GMO Mosquitoes: FDA Grants Approval In Order To Fight Zika Virus, Is This A Good Idea?

GMO Mosquitoes: FDA Grants Approval In Order To Fight Zika Virus, Is This A Good Idea?

The United States FDA has granted approval for GMO mosquitoes to be released in Florida in order to combat the Zika virus. These genetically modified mosquitoes have had their genes manipulated in such a way that a lethal gene will be passed on to all of the offspring that are made by the GMO mosquito. The release of GMO mosquitoes is a trial run in order to determine if this is a viable method to fight the Zika virus. The FDA has stated that there will be “no significant impact” on the local environment from the genetically modified mosquitoes.

The Zika virus is passed through the bite from a female mosquito (Aedes aegypti). The genetically modified mosquito will be a male Aedes aegypti. These mosquitoes will mate but due to the modification, the offspring will not survive. By making sure a lethal gene is passed on to the GMO’s offspring, the Zika virus will be eradicated due to no living female Aedes aegypti left.

This is not the first time that the thought of GMO mosquitoes was being considered as an option in Florida. From 2009 to 2010, dengue fever was spreading around Florida. Authorities were having trouble controlling the spread of the illness, and that is when the GMO option went from science fiction to reality. Dengue fever is also carried by the Aedes aegypti.

Both the Centers for Disease Control and the World Health Organization are behind the plan to use GMO mosquitoes as a weapon against Zika.

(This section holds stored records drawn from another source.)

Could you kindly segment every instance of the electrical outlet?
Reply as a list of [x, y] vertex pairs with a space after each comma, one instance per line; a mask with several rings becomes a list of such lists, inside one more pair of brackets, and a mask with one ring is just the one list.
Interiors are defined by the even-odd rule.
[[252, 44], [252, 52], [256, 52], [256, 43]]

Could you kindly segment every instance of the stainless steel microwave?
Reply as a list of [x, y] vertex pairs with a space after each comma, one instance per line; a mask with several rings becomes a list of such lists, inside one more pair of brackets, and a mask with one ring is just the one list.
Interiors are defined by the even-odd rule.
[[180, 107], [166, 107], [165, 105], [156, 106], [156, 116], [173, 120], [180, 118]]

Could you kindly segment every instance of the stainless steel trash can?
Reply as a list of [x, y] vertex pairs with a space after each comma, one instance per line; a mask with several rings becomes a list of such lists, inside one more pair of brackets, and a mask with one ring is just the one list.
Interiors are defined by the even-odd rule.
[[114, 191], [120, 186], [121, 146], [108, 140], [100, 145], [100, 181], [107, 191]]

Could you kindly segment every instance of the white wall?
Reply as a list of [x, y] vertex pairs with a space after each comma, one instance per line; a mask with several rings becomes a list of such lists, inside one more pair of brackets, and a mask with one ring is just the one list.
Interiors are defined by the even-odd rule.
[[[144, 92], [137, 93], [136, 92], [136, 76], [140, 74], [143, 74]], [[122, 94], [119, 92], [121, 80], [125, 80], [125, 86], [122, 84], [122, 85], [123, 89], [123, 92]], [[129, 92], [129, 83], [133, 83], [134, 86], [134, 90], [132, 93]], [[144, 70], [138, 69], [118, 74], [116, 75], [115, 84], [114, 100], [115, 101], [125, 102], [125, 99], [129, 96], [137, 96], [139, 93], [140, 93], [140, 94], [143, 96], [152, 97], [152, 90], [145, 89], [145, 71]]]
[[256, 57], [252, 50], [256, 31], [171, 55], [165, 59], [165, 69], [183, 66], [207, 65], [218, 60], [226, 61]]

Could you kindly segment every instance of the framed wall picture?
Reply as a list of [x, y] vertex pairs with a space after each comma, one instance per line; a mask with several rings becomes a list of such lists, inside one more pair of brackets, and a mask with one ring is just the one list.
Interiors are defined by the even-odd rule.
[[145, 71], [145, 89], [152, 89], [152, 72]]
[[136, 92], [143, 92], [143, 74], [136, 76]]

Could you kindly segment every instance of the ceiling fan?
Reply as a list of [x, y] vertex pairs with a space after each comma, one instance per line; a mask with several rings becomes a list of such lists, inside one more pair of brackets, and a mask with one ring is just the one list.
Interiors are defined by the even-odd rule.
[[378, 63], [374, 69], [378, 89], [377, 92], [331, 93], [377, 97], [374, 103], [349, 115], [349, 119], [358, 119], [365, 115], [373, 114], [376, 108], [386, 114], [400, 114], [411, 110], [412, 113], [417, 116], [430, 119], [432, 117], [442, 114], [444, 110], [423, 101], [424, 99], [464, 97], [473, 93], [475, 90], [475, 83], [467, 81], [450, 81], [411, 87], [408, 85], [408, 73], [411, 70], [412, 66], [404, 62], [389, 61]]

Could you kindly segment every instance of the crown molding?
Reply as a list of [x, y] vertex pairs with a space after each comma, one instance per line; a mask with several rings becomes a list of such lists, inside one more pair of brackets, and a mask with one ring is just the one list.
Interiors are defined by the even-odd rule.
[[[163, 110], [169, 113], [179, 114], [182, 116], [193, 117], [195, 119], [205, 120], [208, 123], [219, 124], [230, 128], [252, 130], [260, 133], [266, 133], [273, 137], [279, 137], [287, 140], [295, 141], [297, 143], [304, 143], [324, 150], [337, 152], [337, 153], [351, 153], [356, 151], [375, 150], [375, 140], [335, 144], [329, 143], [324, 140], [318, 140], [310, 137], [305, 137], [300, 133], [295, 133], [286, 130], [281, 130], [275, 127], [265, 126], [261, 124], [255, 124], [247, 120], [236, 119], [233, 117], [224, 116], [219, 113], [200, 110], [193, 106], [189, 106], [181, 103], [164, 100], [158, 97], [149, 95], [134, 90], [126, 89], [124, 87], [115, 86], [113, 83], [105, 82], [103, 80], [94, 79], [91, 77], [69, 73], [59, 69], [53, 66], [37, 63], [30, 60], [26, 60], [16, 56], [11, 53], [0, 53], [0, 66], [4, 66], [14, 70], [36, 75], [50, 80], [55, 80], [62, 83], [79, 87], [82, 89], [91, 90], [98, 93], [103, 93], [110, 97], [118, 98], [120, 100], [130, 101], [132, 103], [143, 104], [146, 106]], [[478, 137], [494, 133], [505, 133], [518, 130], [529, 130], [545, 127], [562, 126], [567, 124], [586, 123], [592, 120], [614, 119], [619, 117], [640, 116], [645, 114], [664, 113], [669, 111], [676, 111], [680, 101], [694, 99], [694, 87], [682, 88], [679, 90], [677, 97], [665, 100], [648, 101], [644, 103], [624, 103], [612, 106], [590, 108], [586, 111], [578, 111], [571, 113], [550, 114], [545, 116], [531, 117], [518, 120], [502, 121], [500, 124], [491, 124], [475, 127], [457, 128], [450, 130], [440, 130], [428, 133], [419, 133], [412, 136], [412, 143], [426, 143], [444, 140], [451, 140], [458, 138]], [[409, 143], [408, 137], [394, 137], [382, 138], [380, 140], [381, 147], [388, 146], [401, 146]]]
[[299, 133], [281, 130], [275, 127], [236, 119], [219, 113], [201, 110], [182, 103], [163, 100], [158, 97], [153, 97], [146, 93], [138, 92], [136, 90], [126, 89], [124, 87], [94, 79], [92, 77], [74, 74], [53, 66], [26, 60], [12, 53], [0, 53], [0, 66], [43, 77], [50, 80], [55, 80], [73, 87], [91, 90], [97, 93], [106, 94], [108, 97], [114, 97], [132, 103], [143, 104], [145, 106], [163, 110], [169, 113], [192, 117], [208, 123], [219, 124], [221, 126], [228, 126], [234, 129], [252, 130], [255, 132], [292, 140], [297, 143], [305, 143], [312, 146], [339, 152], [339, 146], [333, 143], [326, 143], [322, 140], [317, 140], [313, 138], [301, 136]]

Haydn Parry, CEO of Oxitec, is the man behind the GMO idea in Florida. Parry anticipated that the FDA would approve his plan, but getting the local population to believe in it may be a different story.

“While we didn’t expect anything different, we’re pleased the FDA has now published their data. Now we want to get everybody comfortable with the decision.”

Mila de Mier is one of the locals that is firmly against the use of GMO mosquitoes.

“Less than a mile from the release site is a senior center and a local school. That area was not one that was affected by dengue. Not a single case ever. So why does the FDA want to do an experiment here when they can do this all over the world? People don’t want to be guinea pigs. There has been no acceptance from community members. If the local and federal government fail to protect us and our wishes, our last option will be to trust the judicial system and bring it to the court. A legal battle is an option at this point.”

Haydn Parry was quick to counter Mier’s argument.

“In any public health program it’s hard to get 100% support. I’m sure there will be some that don’t agree. But we have a very significant public health threat before us. Time is not on our side if you look at how Zika has been spreading. The sooner we can get going and show what we can do, the sooner we can make a difference in the fight against this virus. What’s very important in this case is that it’s not just the FDA who have evaluated our mosquito. The FDA have used an expert group drawn from Environmental Protection Agency, the Centers for Disease Control, and the Center for Veterinary Medicine, so that everyone involved had a chance for input.”

According to the law, community members have 30 days to file their comments or complaints with the FDA. After the 30 day period expires, the FDA will go through the comments and complaints and make a final determination.

Do you think the use of GMO mosquitoes is a good idea?